A new public sculpture, created by Samuel Zealey and entitled Onyo, was picked by hundreds of people as their favourite piece to adorn the forecourt of the train station as part of the Gateway project, which was run in conjunction with South Hill Park Arts Centre.
Onyo has been a very ambitious project and a devotion of love which I am truly proud of – SZ
The artwork was officially launched by Zealey as well as representatives from Bracknell Forest Council and South Hill Park on Friday (28 June). More than 900 people voted for their favourite piece, with Zealey’s creation taking the top spot over four other contenders. Voters described it as ‘original’, ‘striking’ and ‘pioneering’, with Zealey stating at the time that he believed it was essential to create thought-provoking public sculptures.
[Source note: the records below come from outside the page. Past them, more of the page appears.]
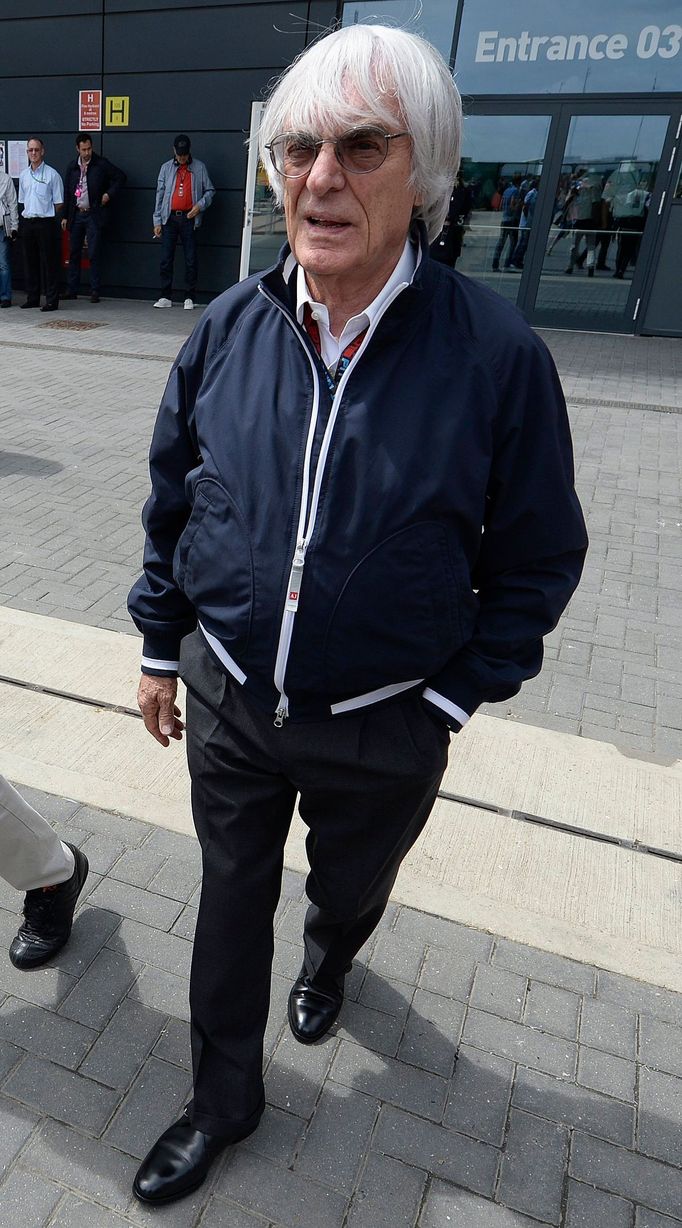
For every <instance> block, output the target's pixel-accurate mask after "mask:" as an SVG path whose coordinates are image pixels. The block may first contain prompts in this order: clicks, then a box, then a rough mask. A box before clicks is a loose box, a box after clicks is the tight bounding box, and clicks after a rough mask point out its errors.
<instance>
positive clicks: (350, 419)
mask: <svg viewBox="0 0 682 1228" xmlns="http://www.w3.org/2000/svg"><path fill="white" fill-rule="evenodd" d="M420 243H421V260H420V263H419V266H418V269H417V273H415V275H414V279H413V282H412V284H410V286H409V287H407V289H404V290H402V291H401V292H399V293H398V295H397V297H394V298H393V301H392V302H391V303H390V306H388V307H387V308H386V311H385V312H383V314H382V316H381V317H380V319H378V322H377V323H376V325H375V327H372V328H371V329H370V330H369V333H367V334H366V336H365V340H364V343H363V345H361V348H360V350H359V351H358V354H356V356H355V359H354V360H353V361H351V363H350V366H349V367H348V371H347V372H345V375H344V376H343V378H342V381H340V383H339V388H338V391H337V394H335V398H334V400H333V402H332V399H331V395H329V392H328V388H327V382H326V379H324V375H323V368H322V363H321V360H319V357H318V355H317V352H316V350H315V348H313V345H312V343H311V340H310V338H308V336H307V334H306V332H305V330H304V329H301V328H300V327H299V324H297V323H296V314H295V309H296V303H295V293H296V275H295V273H292V271H291V269H292V266H294V260H292V258H291V257H290V255H289V259H288V260H286V262H285V257H286V253H288V249H285V251H284V253H283V262H281V263H280V264H279V265H278V266H276V268H274V269H272V270H270V271H269V273H267V274H265V275H264V276H263V278H262V279H258V278H251V279H248V280H247V281H243V282H242V284H241V285H237V286H232V287H231V289H230V290H227V291H226V292H225V293H222V295H221V296H220V297H219V298H216V300H215V301H214V302H213V303H211V305H210V307H208V308H206V311H205V312H204V314H203V317H202V321H200V322H199V324H198V325H197V328H195V329H194V332H193V334H192V336H190V338H189V340H188V341H187V343H186V345H184V346H183V349H182V351H181V354H179V355H178V359H177V361H176V363H174V366H173V370H172V372H171V376H170V379H168V384H167V387H166V392H165V395H163V400H162V403H161V409H160V413H159V419H157V422H156V429H155V432H154V440H152V445H151V454H150V468H151V480H152V492H151V496H150V499H149V501H147V503H146V505H145V511H144V517H143V519H144V524H145V528H146V534H147V537H146V548H145V559H144V575H143V577H141V578H140V580H139V581H138V583H136V585H135V586H134V588H133V591H131V593H130V599H129V609H130V613H131V616H133V619H134V621H135V624H136V626H138V628H139V629H140V630H141V631H143V634H144V637H145V646H144V658H145V663H144V666H143V668H144V669H145V670H146V672H149V673H163V672H166V670H168V672H171V670H172V668H173V662H174V661H176V659H177V657H178V651H179V642H181V639H182V637H183V636H184V635H187V634H188V632H189V631H192V630H193V629H194V628H195V625H197V620H199V624H200V626H202V628H203V630H204V631H205V632H206V636H208V642H209V645H213V647H214V648H216V650H218V652H216V655H218V656H219V657H220V659H221V661H222V664H224V667H225V668H226V669H227V670H229V672H230V673H231V674H232V675H233V677H236V678H237V679H238V680H240V682H241V683H242V684H243V686H245V690H247V691H248V693H249V694H251V695H252V696H253V699H254V700H256V701H257V702H259V704H261V705H262V706H263V707H264V709H265V710H269V711H272V712H273V713H275V711H279V712H280V716H286V715H289V716H291V717H292V718H294V720H295V718H301V720H305V718H317V717H319V716H322V715H332V713H334V712H338V711H344V710H345V709H347V707H354V706H358V702H356V700H358V696H360V700H359V704H364V702H366V701H367V700H369V701H374V700H381V699H383V698H386V696H388V695H391V694H393V693H394V691H396V690H397V689H399V686H398V684H402V685H417V684H419V685H420V686H421V690H424V689H428V699H429V700H430V701H431V702H435V704H436V706H437V707H440V709H441V715H442V716H444V717H445V718H446V720H449V718H450V717H451V715H452V713H451V712H449V705H451V706H452V705H455V706H456V709H462V710H463V711H464V712H467V713H469V715H471V713H472V712H473V711H474V709H477V707H478V705H479V704H480V702H483V701H485V700H488V701H492V700H505V699H508V698H509V696H511V695H514V694H516V691H517V690H519V688H520V685H521V683H522V682H523V680H525V679H526V678H531V677H532V675H533V674H537V672H538V670H539V668H541V663H542V637H543V636H544V635H546V634H547V632H548V631H551V630H552V629H553V628H554V625H555V623H557V620H558V619H559V615H560V614H562V612H563V609H564V607H565V604H566V602H568V600H569V598H570V596H571V593H573V591H574V588H575V586H576V583H578V580H579V577H580V572H581V567H582V560H584V555H585V550H586V534H585V526H584V521H582V515H581V511H580V506H579V502H578V499H576V495H575V491H574V485H573V476H574V475H573V454H571V442H570V435H569V426H568V419H566V411H565V404H564V398H563V394H562V389H560V386H559V379H558V376H557V372H555V368H554V365H553V361H552V357H551V355H549V352H548V350H547V349H546V346H544V345H543V343H542V341H541V340H539V339H538V338H537V336H536V334H535V333H533V332H532V330H531V329H530V327H528V325H527V324H526V323H525V321H523V319H522V317H521V316H520V314H519V313H517V312H516V309H515V308H514V307H510V306H509V305H508V303H506V302H505V301H504V300H503V298H500V297H499V296H498V295H495V293H493V292H492V291H489V290H487V289H485V287H483V286H482V285H478V284H477V282H474V281H471V280H469V279H468V278H464V276H461V275H460V274H456V273H453V271H452V270H451V269H446V268H444V266H442V265H439V264H436V263H435V262H434V260H431V259H429V258H428V254H426V253H428V247H426V241H425V235H424V233H423V232H421V233H420ZM163 663H165V664H163ZM375 693H376V694H375ZM450 723H452V725H456V722H453V721H451V722H450Z"/></svg>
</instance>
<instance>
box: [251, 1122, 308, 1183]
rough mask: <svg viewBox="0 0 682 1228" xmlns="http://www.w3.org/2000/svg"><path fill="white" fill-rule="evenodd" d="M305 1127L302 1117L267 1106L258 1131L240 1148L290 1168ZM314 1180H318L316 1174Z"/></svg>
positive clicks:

The sculpture was installed last November but required some planting and landscaping work to complement the sculpture, which has since been finished. A plaque has also been installed to provide information about the sculpture – which has all been paid for by developer contributions.
Cllr Marc Brunel-Walker, Executive Member for Economic Development and Regeneration, said: “The public were asked to pick their favourite piece during a showcase of different artistic designs at South Hill Park Arts Centre and the piece by Samuel Zealey was the clear winner.
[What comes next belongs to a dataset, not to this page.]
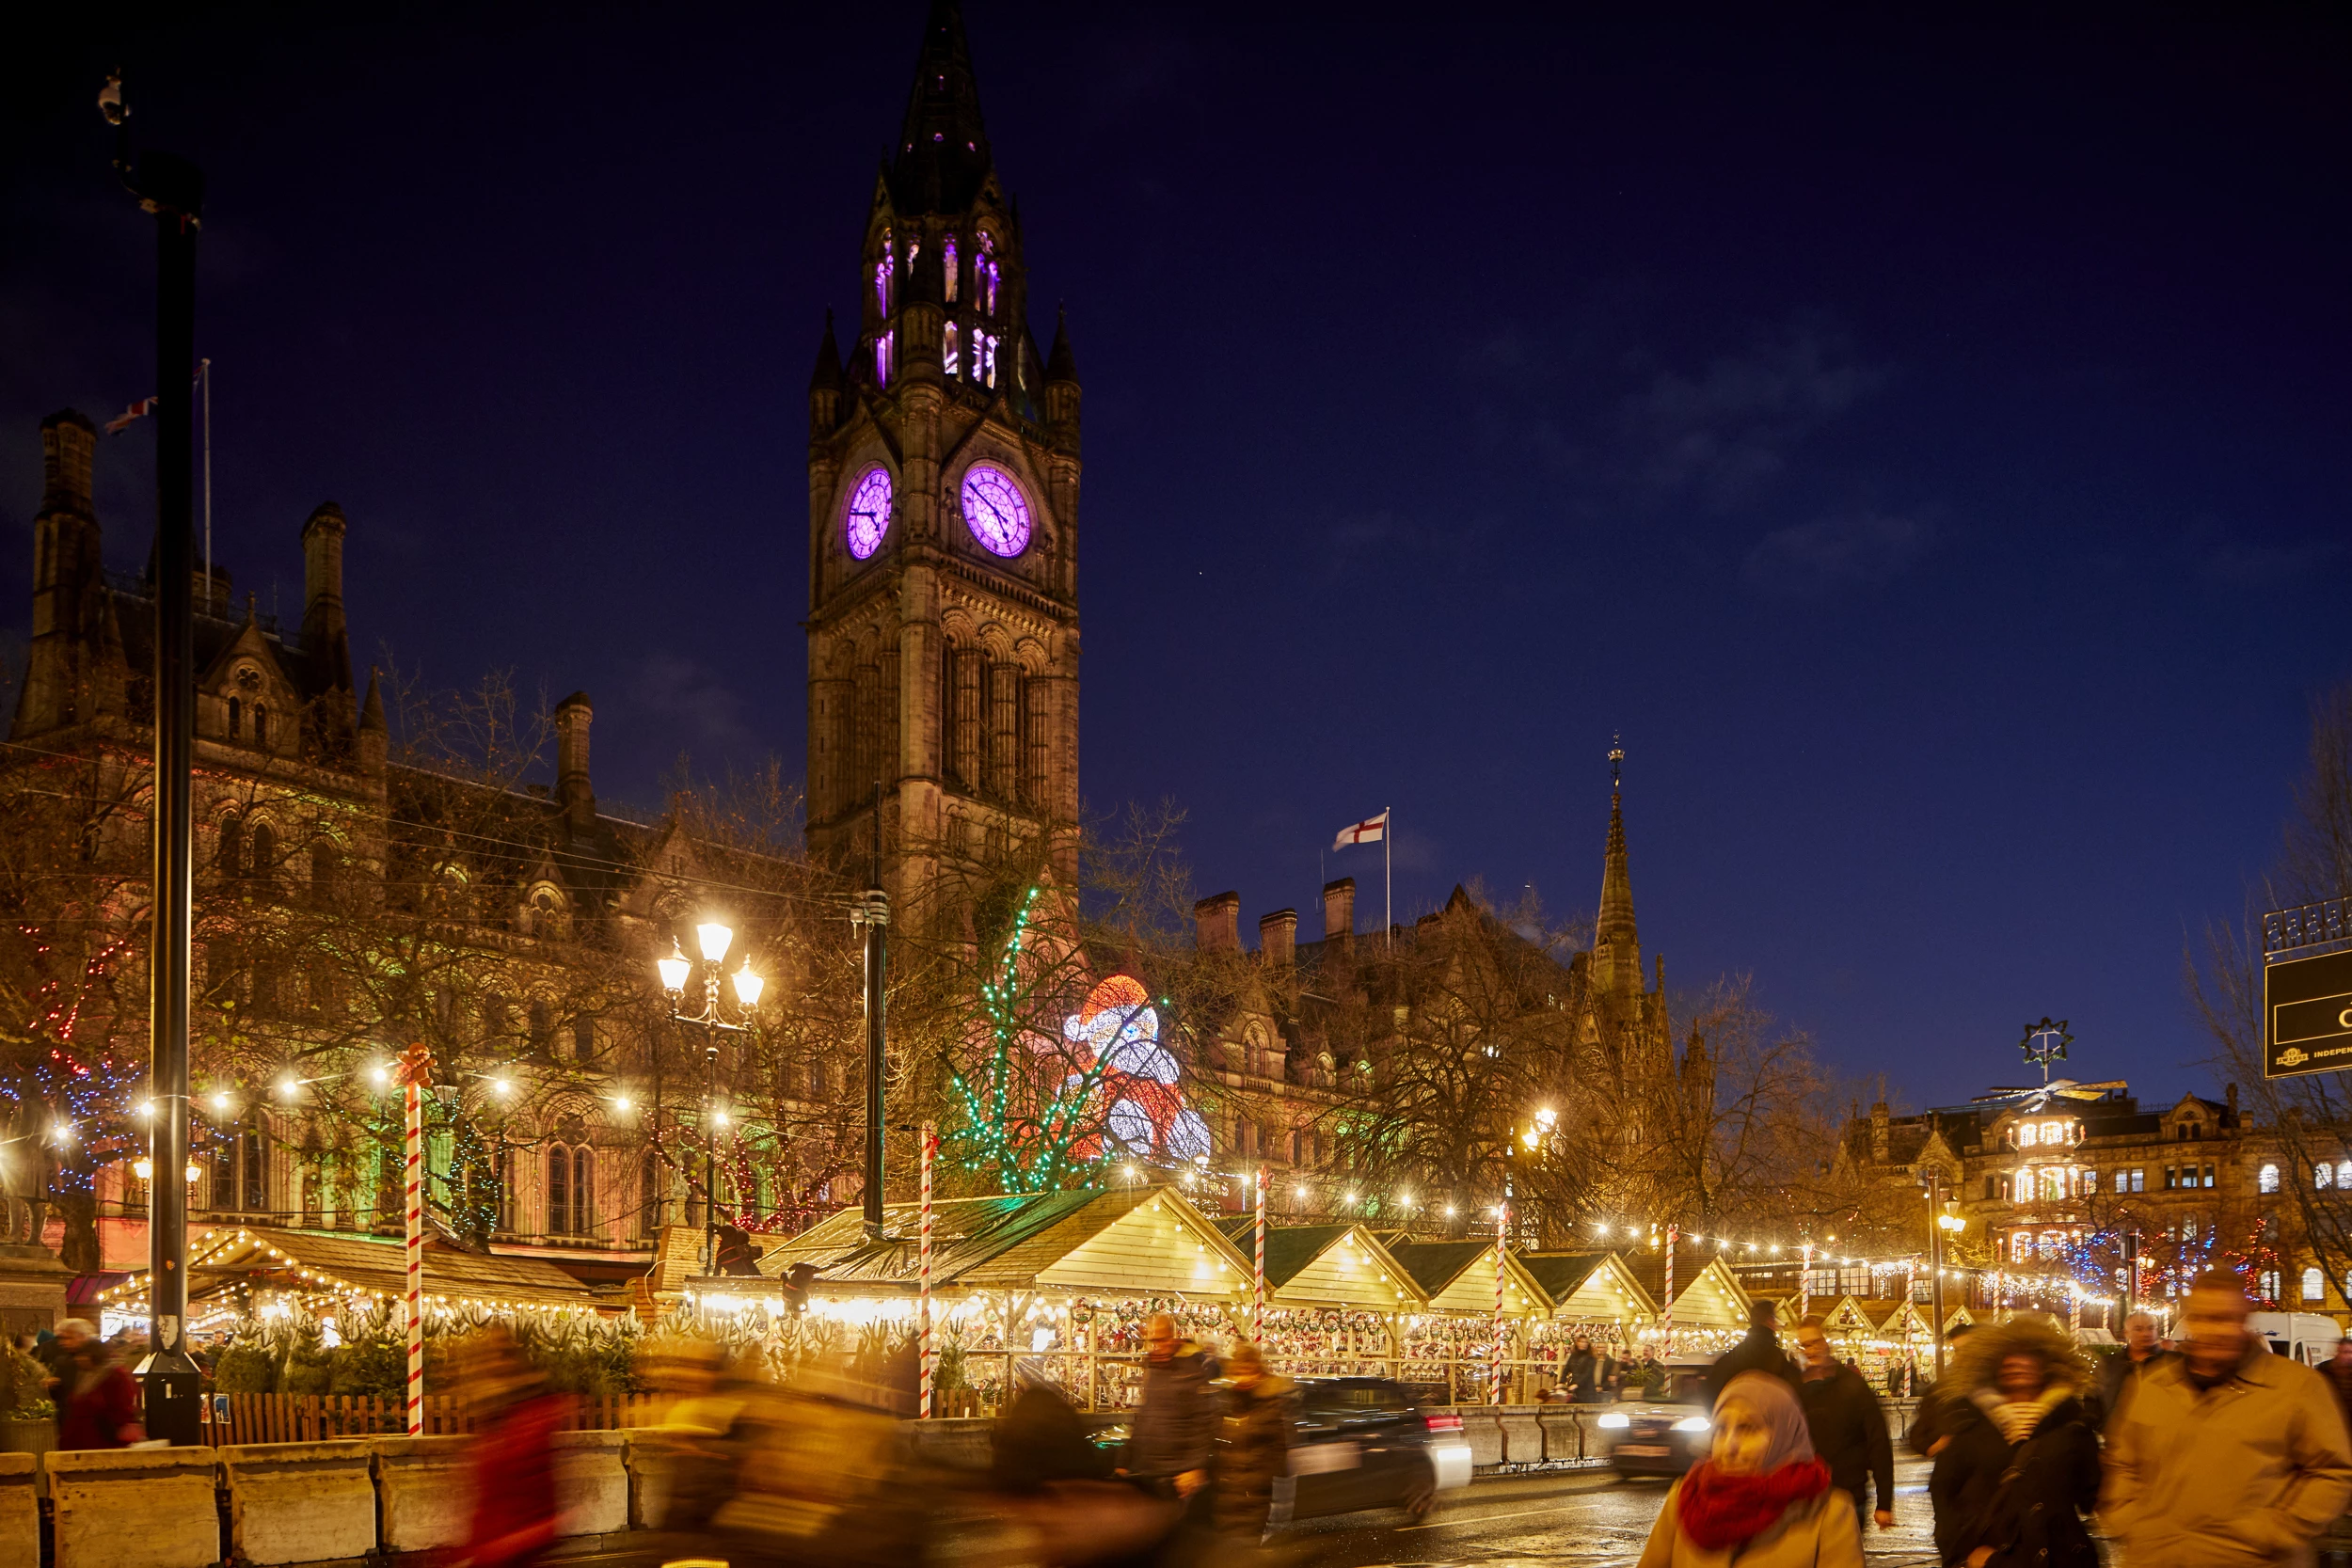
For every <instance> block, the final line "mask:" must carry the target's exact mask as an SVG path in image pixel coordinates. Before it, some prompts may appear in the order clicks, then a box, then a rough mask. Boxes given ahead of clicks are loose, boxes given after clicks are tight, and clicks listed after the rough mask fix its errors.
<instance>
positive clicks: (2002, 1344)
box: [1929, 1319, 2098, 1568]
“While the sculpture has been in place since November, it was only finished in its entirety this summer and so was officially launched on Friday. It’s been an innovative way of using developer funding to further enhance the cultural offering of our new town centre.”
The artist’s design sees a layered infrastructure emerging from a bedrock, which appears to reside at ‘tipping point’. With references to a recognisable, well-loved family game, the sculpture is playful yet thought-provoking. The design relates to Bracknell primarily through regeneration – the idea of progress (the continuous building of the structure) and a tipping point, leading to a new process of building.
The layers represent a visual history as it starts with archaic materials representing Bracknell’s humble beginning as a prehistoric town and develops systematically through the layers to newer materials higher up in the structure.
The materials used were – Stone stage: granite boulder, York stone, slate, marble, yellow granite, pink granite, Portland stone, white granite. Wood stage – Ekki, Greenheart, Jarrah, Onyo artwork officially launched Opepe. Metallic stage: copper, brass, powered coated mild steel (orange), stainless steel, mirrored stainless steel, corten steel, aluminium and checkered plate.
Samuel Zealey, said: “Onyo has been a very ambitious project and a devotion of love which I am truly proud of. I really wanted to put Bracknell on the national contemporary public sculpture map and I think Onyo serves this purpose. With that said I would like to thank Andy Martin and Associates, Stowe Steel in particularly Stuart Vincent, Ashwell Timber, D&D Engineering and the CED Stone Group, in particular, David Smith for all their efforts and professionalism. Their services to this project have been invaluable and truly amazing. I would also like to thank family and friends that have been involved in this project and BFC as well as SHP for this opportunity. I hope that the sculpture becomes an important landmark for Bracknell and that the people of Bracknell receive a lot of future enjoyment from this dynamic piece of contemporary sculpture”.
Craig Titley, Chief Executive of South Hill Park, said; “Great art stimulates discussion and debate – today’s addition to the local landscape will become tomorrow’s masterpiece or treasured heritage. Inevitably we will all respond differently. ‘Controversy is part of the nature of art and creativity’ – Yoko Ono. Initially, I am drawn to the visual familiarity represented in the Onyo statue, but the essence behind the piece, its link to Bracknell, the materials used and sense of time and belonging adds to our understanding and enjoyment of the work.”
Samuel Zealey, born 1986 in Dulwich London, lives and works in the UK. He produces both contemporary sculpture for galleries and public art nationally and internationally.